N.B. As per the disclaimer, neither the ICRC nor the authors can be identified with the opinions expressed in the Cases and Documents. Some cases even come to solutions that clearly violate IHL. They are nevertheless worthy of discussion, if only to raise a challenge to display more humanity in armed conflicts. Similarly, in some of the texts used in the case studies, the facts may not always be proven; nevertheless, they have been selected because they highlight interesting IHL issues and are thus published for didactic purposes.

[Source: Zayas, A. de, The Wehrmacht War Crimes Bureau, 1939-1945, University of Nebraska Press, 1989, pp. 258-259]


There is no doubt that official British policy was in keeping with the laws of war. But this did not preclude discussion of the limits of the laws of war in the British ministries – particularly, discussion of the possible military advantages of a harsher policy toward shipwrecked enemy crews.

Early in 1943 the German submarine commander Hans Diedrich von Tiesenhausen, who had been rescued by a British destroyer after his submarine was sunk, submitted a protest to the British government and asked that it be forwarded to the Protecting Power. He alleged that after his submarine had shown the white flag, British planes continued the attack and machine-gunned the shipwrecked crew. Von Tiesenhausen’s report was considered at a British Foreign Office meeting on 3 June 1943. Legal advisor Patrick Dean, who chaired the meeting, advised against forwarding the report to the Protecting Power. He had already argued at the Air Ministry on 14 May 1943 that an airplane cannot capture a submarine it can only sink it. “The surrender of such vessels should not be accepted unless Allied surface craft in the immediate vicinity are in a position to ensure their capture. In all other circumstances the attack should be pressed home in spite of the flying of a white flag. It has been agreed that for operational reasons this policy should as far as possible be concealed from the German government... if it became known to them, they might institute reprisals against captured British seamen.” Yet Dean did not succeed in having his point of view adopted; instead, the Air Ministry drafted very clear instructions for fighter pilots: “In no circumstances is the crew of a U-Boat in the water to be subjected to any form of attack”. On 28 May 1943, Dean objected that “circumstances can be imagined (e.g. when a U-Boat crew are swimming from their sunk or damaged U-Boat to an enemy war vessel) where one would have thought that attack upon them from the air was justifiable.”

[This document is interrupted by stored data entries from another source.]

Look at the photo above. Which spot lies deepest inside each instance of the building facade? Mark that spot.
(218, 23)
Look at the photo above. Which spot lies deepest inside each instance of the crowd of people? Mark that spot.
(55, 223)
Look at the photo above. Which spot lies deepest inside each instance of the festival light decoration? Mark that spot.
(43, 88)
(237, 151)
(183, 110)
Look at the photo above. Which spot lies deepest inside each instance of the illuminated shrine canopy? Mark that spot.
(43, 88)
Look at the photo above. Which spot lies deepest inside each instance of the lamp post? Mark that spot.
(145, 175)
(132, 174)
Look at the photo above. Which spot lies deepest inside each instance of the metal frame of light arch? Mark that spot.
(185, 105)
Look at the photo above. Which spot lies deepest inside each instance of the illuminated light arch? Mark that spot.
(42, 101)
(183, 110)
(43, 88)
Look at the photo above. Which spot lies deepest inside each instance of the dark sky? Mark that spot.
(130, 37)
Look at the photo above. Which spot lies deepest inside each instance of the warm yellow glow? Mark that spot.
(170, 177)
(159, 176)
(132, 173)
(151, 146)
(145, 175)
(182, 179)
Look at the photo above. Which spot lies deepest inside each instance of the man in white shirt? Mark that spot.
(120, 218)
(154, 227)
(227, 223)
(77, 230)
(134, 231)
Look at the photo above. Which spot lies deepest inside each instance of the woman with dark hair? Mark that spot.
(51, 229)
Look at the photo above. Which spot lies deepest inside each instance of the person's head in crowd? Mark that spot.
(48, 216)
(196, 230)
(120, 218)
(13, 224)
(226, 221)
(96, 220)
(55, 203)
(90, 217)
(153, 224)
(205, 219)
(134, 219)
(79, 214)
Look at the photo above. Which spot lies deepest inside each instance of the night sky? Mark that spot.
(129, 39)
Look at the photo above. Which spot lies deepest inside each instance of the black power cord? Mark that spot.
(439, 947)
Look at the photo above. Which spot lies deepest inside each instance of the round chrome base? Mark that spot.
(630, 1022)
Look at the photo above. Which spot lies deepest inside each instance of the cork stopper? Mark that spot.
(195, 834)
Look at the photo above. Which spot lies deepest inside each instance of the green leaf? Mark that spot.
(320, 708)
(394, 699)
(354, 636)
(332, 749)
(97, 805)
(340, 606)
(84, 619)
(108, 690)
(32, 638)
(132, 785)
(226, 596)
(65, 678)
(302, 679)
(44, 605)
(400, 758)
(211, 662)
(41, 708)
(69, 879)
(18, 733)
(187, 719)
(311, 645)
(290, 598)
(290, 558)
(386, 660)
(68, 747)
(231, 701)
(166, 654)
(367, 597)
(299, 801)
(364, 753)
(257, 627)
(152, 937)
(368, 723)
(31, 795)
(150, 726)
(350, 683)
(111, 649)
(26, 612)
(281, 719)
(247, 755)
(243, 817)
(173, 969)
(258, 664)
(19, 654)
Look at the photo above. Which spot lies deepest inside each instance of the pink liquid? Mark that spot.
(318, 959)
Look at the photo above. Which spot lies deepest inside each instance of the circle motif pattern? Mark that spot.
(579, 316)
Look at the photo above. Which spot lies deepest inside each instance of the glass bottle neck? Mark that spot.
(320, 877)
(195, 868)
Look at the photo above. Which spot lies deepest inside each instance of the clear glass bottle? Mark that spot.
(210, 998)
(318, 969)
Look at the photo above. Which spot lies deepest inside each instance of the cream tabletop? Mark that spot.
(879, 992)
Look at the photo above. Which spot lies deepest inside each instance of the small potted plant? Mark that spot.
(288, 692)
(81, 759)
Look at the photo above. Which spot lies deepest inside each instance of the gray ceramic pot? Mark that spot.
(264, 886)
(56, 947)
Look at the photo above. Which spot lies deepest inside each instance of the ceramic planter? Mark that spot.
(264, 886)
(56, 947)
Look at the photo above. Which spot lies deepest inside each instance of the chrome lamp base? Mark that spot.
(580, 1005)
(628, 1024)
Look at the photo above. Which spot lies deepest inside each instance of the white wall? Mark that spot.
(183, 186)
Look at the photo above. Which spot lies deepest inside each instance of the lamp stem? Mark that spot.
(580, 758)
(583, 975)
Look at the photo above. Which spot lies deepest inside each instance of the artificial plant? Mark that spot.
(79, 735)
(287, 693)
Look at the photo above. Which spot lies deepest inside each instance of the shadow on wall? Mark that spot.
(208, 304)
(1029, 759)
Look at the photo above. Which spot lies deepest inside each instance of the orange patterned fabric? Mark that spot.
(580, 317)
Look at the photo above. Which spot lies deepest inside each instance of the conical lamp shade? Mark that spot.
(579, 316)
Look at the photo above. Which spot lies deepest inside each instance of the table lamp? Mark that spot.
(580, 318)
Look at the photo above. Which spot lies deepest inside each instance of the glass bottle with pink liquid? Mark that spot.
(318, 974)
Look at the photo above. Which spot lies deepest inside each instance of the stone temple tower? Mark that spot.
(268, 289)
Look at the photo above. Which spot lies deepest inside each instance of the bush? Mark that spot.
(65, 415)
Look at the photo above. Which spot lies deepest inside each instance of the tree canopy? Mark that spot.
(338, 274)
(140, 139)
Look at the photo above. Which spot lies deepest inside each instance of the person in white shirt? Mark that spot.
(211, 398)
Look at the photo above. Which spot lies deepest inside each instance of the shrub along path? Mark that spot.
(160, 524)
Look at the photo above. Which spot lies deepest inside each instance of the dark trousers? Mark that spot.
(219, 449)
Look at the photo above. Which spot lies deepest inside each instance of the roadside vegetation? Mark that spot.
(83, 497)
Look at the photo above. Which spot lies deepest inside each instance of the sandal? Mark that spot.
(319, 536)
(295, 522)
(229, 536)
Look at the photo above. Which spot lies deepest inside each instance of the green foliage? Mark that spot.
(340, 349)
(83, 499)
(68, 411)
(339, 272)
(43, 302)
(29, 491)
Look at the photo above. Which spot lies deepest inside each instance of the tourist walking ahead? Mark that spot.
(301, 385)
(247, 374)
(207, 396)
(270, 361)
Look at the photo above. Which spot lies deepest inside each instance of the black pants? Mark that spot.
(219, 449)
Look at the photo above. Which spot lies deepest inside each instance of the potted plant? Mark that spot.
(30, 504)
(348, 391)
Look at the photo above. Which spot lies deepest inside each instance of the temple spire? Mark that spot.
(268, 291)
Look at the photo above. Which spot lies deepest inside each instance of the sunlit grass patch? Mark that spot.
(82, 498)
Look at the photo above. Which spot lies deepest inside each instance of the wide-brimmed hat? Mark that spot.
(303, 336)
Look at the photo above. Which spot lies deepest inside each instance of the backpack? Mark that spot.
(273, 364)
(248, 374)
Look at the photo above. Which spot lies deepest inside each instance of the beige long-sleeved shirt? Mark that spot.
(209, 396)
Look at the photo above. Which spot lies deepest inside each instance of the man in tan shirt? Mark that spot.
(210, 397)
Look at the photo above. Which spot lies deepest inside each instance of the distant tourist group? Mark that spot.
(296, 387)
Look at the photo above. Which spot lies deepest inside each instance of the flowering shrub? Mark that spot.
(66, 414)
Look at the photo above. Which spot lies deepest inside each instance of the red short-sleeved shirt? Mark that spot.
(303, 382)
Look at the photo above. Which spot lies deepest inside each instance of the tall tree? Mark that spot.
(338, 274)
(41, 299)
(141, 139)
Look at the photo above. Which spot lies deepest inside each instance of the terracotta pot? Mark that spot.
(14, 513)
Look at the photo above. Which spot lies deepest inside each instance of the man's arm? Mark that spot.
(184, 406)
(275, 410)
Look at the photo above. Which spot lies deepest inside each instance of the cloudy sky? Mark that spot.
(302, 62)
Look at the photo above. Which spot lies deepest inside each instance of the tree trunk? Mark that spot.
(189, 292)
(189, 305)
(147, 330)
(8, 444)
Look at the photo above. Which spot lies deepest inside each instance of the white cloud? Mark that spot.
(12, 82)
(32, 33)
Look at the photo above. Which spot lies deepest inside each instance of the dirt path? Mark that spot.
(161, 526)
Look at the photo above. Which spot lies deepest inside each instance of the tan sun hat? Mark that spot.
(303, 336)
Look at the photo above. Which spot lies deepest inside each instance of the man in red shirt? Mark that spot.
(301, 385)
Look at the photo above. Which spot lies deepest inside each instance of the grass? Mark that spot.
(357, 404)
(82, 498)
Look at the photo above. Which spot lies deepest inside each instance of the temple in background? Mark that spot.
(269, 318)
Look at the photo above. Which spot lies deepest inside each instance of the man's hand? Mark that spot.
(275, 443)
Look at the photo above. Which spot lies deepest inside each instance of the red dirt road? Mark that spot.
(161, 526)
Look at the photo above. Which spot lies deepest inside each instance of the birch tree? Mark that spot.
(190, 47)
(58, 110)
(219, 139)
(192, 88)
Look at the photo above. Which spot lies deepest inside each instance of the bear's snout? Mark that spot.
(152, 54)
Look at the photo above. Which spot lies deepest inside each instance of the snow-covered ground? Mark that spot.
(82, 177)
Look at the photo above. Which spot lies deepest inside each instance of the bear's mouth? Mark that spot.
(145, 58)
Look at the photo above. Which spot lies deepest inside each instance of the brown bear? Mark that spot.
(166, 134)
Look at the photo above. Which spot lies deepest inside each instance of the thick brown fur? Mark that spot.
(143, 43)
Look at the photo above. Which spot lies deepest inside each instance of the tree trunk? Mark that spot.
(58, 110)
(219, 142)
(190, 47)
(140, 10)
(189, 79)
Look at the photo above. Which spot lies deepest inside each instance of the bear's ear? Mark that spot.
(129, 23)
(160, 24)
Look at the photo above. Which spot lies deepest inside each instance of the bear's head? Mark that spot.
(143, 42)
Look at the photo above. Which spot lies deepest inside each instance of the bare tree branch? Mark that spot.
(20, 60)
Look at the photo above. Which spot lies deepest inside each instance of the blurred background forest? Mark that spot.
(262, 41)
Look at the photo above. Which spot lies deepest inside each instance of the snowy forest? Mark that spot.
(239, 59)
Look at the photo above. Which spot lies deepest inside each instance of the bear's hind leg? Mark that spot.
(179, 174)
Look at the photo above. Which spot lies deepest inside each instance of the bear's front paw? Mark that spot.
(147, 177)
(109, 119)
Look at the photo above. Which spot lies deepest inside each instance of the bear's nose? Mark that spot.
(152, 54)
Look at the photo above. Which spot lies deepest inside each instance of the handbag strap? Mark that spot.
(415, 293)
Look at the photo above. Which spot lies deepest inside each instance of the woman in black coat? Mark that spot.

Dean’s point of view parallels the German hypothesis with respect to Narvik, that the crews of British destroyers considered it justifiable to shoot at the German shipwrecked because any German sailors who reached land would be incorporated into the German forces there. And it may be that the British destroyers in Narvik acted according to this unwritten policy – but other attacks on shipwrecked survivors were less easily rationalized. A case in point was the machine-gunning of the shipwrecked crew of the U-852 by four British fighter planes on 3 May 1944 near Bender-Beila, Somaliland, which was in British hands so that there was no danger whatsoever that the German crew would join other German forces on land. In fact, the survivors were all taken prisoner shortly after the landing.

This incident is not devoid of historical irony: it was this very U-boat that two months earlier, on 13 March 1944, had sunk the steamer Peleus in the Atlantic and machine gunned a number of Greek survivors. After the war, in criminal proceedings before a British military court in Hamburg, the commander of the U-852, Heinz Eck, defended his actions on grounds of operational necessity, arguing that Allied air surveillance was very intensive in the Atlantic and that late in 1943 four German U-boats had been discovered in the same area and sunk by fighter planes. He contended that he had never ordered the killing of survivors; rather, he gave an order to destroy all floating wreckage to prevent Allied planes from using it to find and destroy his ship – even though he knew that a number of shipwrecked would be hit by the shelling and that those not hit would have a much smaller chance of surviving without the larger floating objects to cling to.